Physics of multiphase flow in porous media heavily relies on the concept of relative permeability. Moreover, relative permeability is an integral input parameter for any numerical reservoir simulation representing multiphase flow in porous media. Relative permeability curves are often used as tuning parameters to match the elements of the production history. Many times it is possible to see a single set of fixed relative permeability curves applied for the entire complex large-scale reservoir simulation. In this study, we are experimentally investigating the effect of high pressures on relative permeability curves.
We are using a state-of-the-art custom-made relative permeability steady-state flow system with a gamma-ray source. The setup is capable of handling pressures from atmospheric up to 10000 psi, and temperatures up to 200 °C. For this paper, we use a model oil and brine, such as n-hexane and sodium iodide aqueous solution. The porous media is Berea sandstone rock. Such choice of simple fluids is done to avoid any secondary effects of fluid-rock interaction, such as wettability alteration, asphaltenes, and gas-dissolution. Moreover, by using simple fluids ystems we avoid fluid-fluid interactions, miscibility and interaction of phase behavior and flow. We run the relative permeability scans at fixed temperature (isotherm), and at several pressure values (isobars), such as 100, 2000, 4000 psia. The relative permeability curves are then compared to each other to examine the impact of pressure.
There are two main possible outcomes for this study. First outcome is that here is no significant effect of pressure on relative permeability curves. Such outcome confirms the status quo where a fixed relative permeability curves are used for the entire simulation study. The second possible outcome of the study is that there is considerable effect of pressure on relative permeability curves. Such outcome fundamentally questions the common assumption of fixed relative permeability curves that is broadly applied in the industry. Regardless of the two main outcomes of the study, all will contribute to better understanding of the multiphase flow in porous media under high-pressure/variable pressure conditions. Moreover, we are able to observe the in-situ phase saturation propagation with radioactive scanning of the core. Such monitoring of the core simultaneously with relative permeability measurements will shed the light in the in-situ phase propagation at realistic conditions.

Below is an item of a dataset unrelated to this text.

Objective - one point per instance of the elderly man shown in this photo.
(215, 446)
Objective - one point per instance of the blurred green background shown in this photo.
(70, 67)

Systematic look and the amount of data that addresses the pressure effect on the relative permeability is extremely scarce in the literature, even though the pressure varies significantly in the reservoir during the lifetime of the field. Therefore, it is essential to understand the pressure effect on the relative permeability under well controlled laboratory conditions. The outcomes of this paper may help engineers to improve design, simulation, and predictions during field developments and decision-making process.